Water ’N’ Wine
By Jessica Cortell
Water, nitrogen and wine: How are they connected? This was a major theme of the 2014 Oregon Wine Symposium, held in Portland at the Oregon Convention Center on Feb. 25 and 26.
Sessions relating to water, nitrogen and wine included: “Ebb & Flow: The Dynamics of Water Availability and Vine Use” by the new Oregon State University Southern Oregon researcher Dr. Vinay Pagay; “Water into Wine: The Downstream Effects of Vineyard Water Management on Wine Quality,” which featured Steve Price (ETS Labs); and a technical tasting titled “The role of Nitrogen from vine to wine,” exploring nitrogen’s effect on Pinot Gris aroma and flavor — the panel included Paul Schreiner (USDA-ARS), James Osborne (Oregon State Food Science and Technology) and Jungmin Lee (USDA-ARS).
Pagay discussed the grapevine growth cycle and the impact of the previous season’s water status on the development of the compound bud that produces the following season’s crop. He also outlined the grapevine soil-plant-atmosphere water potential continuum that is driven by transpiration.
The vine-water status is influenced by environmental conditions, soil characteristics, soil moisture and resistances in the plant. The two main factors driving water use are canopy size and evapo-transpiration. These factors are used to calculate the amount of water a vine uses on a weekly basis. In grapevines, the greatest resistance or control of water loss is through the stomata on the undersides of the leaves. If these close in response to drought stress, it will also have negative impacts on photosynthesis and nutrient uptake.

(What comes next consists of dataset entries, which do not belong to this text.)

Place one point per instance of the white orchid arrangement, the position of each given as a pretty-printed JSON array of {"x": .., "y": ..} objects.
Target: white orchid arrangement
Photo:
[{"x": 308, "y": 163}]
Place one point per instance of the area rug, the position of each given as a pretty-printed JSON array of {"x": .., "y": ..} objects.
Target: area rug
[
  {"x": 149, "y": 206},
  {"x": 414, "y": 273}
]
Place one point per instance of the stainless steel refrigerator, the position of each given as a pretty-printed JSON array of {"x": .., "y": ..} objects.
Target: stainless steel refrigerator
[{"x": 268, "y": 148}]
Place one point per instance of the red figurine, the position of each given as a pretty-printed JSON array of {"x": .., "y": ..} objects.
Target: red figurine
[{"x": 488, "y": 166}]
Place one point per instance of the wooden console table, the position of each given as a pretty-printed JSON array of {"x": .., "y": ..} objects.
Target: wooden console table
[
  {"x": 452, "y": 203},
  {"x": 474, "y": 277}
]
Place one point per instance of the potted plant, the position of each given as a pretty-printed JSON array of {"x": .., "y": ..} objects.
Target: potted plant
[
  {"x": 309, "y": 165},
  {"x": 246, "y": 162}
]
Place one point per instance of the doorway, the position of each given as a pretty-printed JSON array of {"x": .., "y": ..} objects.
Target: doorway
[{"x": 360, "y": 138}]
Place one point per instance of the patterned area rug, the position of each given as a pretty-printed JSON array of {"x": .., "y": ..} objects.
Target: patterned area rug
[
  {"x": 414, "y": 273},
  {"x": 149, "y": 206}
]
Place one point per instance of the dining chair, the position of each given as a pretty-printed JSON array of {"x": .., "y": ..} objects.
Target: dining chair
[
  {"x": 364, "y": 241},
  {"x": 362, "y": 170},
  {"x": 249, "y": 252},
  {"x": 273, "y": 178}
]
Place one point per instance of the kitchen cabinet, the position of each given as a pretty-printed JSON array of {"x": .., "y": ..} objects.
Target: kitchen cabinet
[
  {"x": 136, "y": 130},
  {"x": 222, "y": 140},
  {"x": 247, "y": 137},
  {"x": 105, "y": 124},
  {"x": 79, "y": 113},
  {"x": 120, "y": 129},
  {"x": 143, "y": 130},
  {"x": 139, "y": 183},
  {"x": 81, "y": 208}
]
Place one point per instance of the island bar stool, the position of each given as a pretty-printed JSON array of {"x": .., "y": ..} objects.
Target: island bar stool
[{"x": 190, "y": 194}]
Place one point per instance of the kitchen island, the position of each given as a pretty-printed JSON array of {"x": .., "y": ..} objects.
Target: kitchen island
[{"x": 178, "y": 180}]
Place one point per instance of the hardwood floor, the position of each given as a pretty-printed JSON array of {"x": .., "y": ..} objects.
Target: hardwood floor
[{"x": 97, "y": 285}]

How does drought stress impact photosynthesis and ripening? There is a direct response as net photosynthesis per unit leaf area is correlated with net uptake of CO2 through the stomata. If the stomata are partially closed or closed due to drought stress, CO2 uptake will be much lower. Water typically moves out of the vine 40 times faster than CO2 can diffuse in. In photosynthesis, CO2 is needed to store the energy from the sun as carbohydrates.

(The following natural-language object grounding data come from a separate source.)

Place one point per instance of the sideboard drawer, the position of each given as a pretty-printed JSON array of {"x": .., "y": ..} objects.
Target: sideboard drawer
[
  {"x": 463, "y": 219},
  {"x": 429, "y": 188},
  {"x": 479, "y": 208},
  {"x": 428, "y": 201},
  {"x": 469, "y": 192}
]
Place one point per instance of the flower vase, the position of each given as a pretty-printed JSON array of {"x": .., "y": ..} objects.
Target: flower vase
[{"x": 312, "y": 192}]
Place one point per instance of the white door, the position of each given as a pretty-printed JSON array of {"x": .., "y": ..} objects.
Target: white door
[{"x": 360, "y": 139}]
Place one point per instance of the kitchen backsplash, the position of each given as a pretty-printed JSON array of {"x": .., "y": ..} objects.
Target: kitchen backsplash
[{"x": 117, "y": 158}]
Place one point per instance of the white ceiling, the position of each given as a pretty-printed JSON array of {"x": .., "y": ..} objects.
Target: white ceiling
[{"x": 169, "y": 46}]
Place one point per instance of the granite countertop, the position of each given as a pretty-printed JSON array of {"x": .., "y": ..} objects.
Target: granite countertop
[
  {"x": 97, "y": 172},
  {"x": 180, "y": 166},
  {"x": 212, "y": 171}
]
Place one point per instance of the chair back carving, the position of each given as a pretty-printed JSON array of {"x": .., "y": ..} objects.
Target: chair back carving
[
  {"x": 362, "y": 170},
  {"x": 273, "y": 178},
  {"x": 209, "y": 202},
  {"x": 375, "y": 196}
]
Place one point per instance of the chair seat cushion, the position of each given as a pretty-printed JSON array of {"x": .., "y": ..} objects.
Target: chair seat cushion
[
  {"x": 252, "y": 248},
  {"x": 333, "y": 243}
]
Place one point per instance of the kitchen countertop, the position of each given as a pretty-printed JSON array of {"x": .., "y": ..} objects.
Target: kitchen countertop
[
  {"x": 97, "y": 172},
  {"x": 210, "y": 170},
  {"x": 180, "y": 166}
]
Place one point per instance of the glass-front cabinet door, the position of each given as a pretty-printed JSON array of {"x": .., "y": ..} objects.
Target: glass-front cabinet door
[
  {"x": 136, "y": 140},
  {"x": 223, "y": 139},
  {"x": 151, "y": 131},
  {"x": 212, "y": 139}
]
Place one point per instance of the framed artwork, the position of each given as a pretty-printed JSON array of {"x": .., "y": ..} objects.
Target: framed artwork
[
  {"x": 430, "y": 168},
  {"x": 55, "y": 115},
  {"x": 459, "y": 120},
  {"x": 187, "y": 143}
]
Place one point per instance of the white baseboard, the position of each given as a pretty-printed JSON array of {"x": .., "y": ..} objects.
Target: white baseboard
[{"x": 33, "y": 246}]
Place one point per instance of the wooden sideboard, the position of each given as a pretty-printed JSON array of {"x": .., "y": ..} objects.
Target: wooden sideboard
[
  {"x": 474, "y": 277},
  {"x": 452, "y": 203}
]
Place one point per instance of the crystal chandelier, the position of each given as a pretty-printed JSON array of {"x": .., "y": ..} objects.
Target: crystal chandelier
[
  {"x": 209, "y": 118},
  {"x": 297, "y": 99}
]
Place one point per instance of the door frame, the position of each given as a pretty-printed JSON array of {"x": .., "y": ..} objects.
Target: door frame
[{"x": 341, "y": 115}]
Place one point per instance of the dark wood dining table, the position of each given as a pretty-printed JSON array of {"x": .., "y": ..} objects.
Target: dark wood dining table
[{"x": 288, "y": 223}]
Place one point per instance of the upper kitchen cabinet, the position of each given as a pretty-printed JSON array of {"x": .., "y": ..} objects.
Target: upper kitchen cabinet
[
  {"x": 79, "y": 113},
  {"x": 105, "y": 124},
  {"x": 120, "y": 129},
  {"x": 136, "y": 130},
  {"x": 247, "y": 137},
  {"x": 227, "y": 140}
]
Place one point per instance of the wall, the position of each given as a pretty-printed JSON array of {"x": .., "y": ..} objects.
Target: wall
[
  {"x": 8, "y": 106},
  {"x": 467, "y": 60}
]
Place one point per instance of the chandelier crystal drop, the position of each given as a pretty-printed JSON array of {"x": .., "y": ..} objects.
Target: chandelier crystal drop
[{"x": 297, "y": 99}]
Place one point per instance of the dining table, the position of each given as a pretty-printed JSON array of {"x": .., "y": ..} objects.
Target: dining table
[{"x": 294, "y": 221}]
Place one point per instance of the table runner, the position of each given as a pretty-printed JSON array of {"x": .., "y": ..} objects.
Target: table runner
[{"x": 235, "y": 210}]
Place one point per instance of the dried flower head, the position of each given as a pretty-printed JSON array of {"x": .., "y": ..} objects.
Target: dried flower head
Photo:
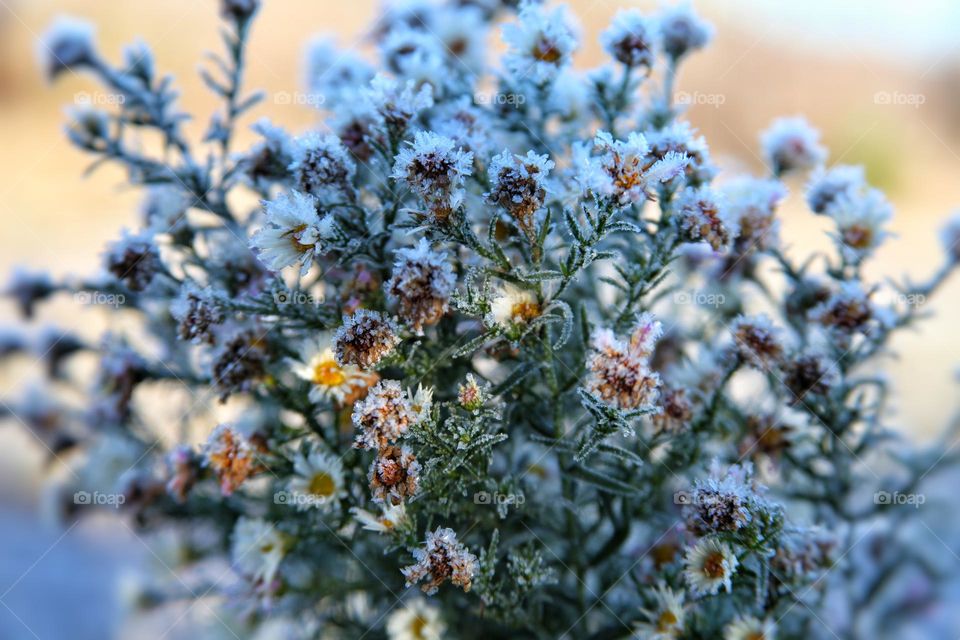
[
  {"x": 364, "y": 338},
  {"x": 442, "y": 558},
  {"x": 619, "y": 370},
  {"x": 384, "y": 416},
  {"x": 435, "y": 169},
  {"x": 232, "y": 457},
  {"x": 421, "y": 285},
  {"x": 394, "y": 474}
]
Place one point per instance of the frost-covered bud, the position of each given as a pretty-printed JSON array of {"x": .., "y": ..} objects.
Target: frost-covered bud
[
  {"x": 848, "y": 310},
  {"x": 709, "y": 566},
  {"x": 682, "y": 30},
  {"x": 364, "y": 338},
  {"x": 397, "y": 104},
  {"x": 384, "y": 416},
  {"x": 809, "y": 373},
  {"x": 518, "y": 185},
  {"x": 950, "y": 238},
  {"x": 134, "y": 260},
  {"x": 196, "y": 312},
  {"x": 421, "y": 285},
  {"x": 619, "y": 370},
  {"x": 294, "y": 232},
  {"x": 442, "y": 558},
  {"x": 240, "y": 364},
  {"x": 701, "y": 218},
  {"x": 231, "y": 457},
  {"x": 860, "y": 218},
  {"x": 434, "y": 168},
  {"x": 268, "y": 161},
  {"x": 752, "y": 204},
  {"x": 184, "y": 471},
  {"x": 757, "y": 341},
  {"x": 826, "y": 186},
  {"x": 791, "y": 144},
  {"x": 65, "y": 45},
  {"x": 540, "y": 43},
  {"x": 471, "y": 394},
  {"x": 631, "y": 39},
  {"x": 322, "y": 166},
  {"x": 29, "y": 287},
  {"x": 750, "y": 628},
  {"x": 394, "y": 475}
]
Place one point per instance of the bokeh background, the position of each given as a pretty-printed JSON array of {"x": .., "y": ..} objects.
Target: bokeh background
[{"x": 879, "y": 78}]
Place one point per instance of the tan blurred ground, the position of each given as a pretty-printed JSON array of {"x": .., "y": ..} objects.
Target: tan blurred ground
[{"x": 50, "y": 216}]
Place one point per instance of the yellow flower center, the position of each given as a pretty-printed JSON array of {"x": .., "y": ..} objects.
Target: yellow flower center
[
  {"x": 328, "y": 374},
  {"x": 322, "y": 484}
]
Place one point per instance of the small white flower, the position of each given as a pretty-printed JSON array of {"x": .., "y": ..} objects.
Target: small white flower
[
  {"x": 710, "y": 566},
  {"x": 665, "y": 621},
  {"x": 258, "y": 548},
  {"x": 791, "y": 144},
  {"x": 294, "y": 232},
  {"x": 318, "y": 480},
  {"x": 540, "y": 43},
  {"x": 416, "y": 620},
  {"x": 750, "y": 628}
]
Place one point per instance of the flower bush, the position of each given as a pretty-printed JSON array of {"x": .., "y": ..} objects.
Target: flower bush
[{"x": 495, "y": 355}]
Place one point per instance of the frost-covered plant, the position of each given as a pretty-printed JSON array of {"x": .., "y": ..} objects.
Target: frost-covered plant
[{"x": 468, "y": 388}]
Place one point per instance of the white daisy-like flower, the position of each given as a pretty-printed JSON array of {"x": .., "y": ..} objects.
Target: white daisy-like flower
[
  {"x": 750, "y": 628},
  {"x": 434, "y": 168},
  {"x": 416, "y": 620},
  {"x": 860, "y": 217},
  {"x": 540, "y": 43},
  {"x": 317, "y": 481},
  {"x": 710, "y": 565},
  {"x": 791, "y": 144},
  {"x": 331, "y": 381},
  {"x": 294, "y": 232},
  {"x": 665, "y": 620},
  {"x": 631, "y": 39},
  {"x": 392, "y": 516},
  {"x": 257, "y": 550},
  {"x": 513, "y": 308}
]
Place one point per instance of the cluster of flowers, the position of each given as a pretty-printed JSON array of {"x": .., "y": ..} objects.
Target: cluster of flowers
[{"x": 511, "y": 258}]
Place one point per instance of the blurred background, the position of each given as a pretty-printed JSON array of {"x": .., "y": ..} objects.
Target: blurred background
[{"x": 879, "y": 78}]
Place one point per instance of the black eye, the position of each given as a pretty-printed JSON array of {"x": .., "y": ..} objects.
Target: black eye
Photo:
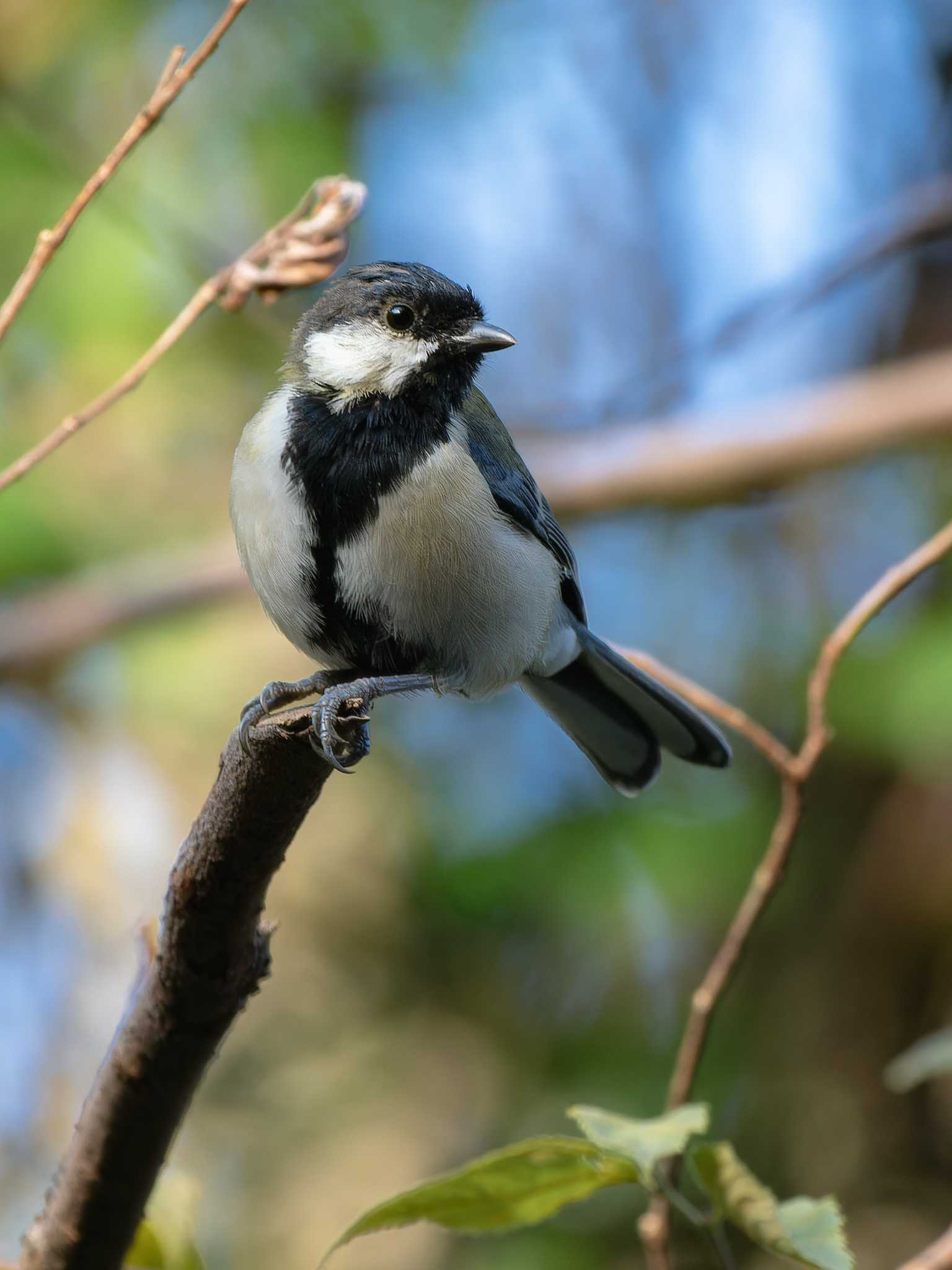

Drought stress can also impact the uptake of nitrogen both directly and indirectly. Vines take up nitrogen from the soil solution, so if the soil is very dry, uptake will be more challenging. Also, vines actively take up nitrogen, so energy is spent on both uptake and assimilation. The assimilation of nitrate into amino acids is very costly as the vine uses as much as 25 percent of its energy from photosynthesis to assimilate nitrogen; while nitrogen is less than 2 percent of total plant dry weight. Consequently, nitrogen status is the major factor regarding vine vigor as mentioned by Schreiner in his presentation. Nitrogen can have both direct and indirect effects on wine quality.
Indirect effects from high nitrogen can include accelerated shoot growth and leaf size, which can impact the rate of fruit ripening and sunlight exposure in the canopy. Direct effects of excess nitrogen (high vigor) can also include lower biosynthesis of secondary plant metabolites such as phenolic compounds, important in red wines.
Excessive drought stress could cause indirect effects, such as low levels of amino acids in the fruit and a shift toward more proline relative to arginine. Arginine is the major yeast assimilable amino acid consumed during wine fermentation while proline is not consumed. Many aromas in wine are generated during fermentation from the conversion by yeasts of amino acids to higher alcohols. The higher alcohols can give wine floral and fruity aromas and flavors. Consequently, low amino acids, particularly in a white wine where the aromatics are very important, can have a big impact on the wine.
In the OWIS wine tasting panel, Pinot Gris wines were prepared by Osborne that included a control (no nitrogen addition), DAP (Diammonium-phosphate) addition and amino acid addition. In this blind tasting, the wine with the amino acid addition was just incredible in terms of aromatics while the control and the DAP treatment were quite limited in their aromatic profiles.
My conclusion? We need to consider how vine vigor, water status and nitrogen interact in affecting the final outcome of the fruit and wine. Obviously, simply adding DAP at the winery is not the same as developing amino acids in the fruit in the vineyard.
Another session at the symposium, “Water into Wine: The Downstream Effects of Vineyard Water Management on Wine Quality,” presented interesting information on changing water content in berries due to rain events. This relates to what we experienced during harvest in 2013, and will be discussed in the next OWP.
Transpiration: The process of water movement through a plant and its evaporation from aerial parts, such as from leaves but also from stems and flowers. Leaf surfaces are dotted with pores called stomata, and in most plants they are more numerous on the undersides of the foliage.
Compound bud: The normal type of bud which appears at each node along a vine shoot or cane. It contains not one but three separate, partially developed shoots with rudimentary leaves in greatly condensed form. Usually, only the middle one grows when the bud pushes out in the spring. The others break dormancy only if the primary shoot is damaged or some other abnormality occurs.
Stomata: Tiny openings on the undersides of grape leaves through which pass air and water into, and out of, the leaf.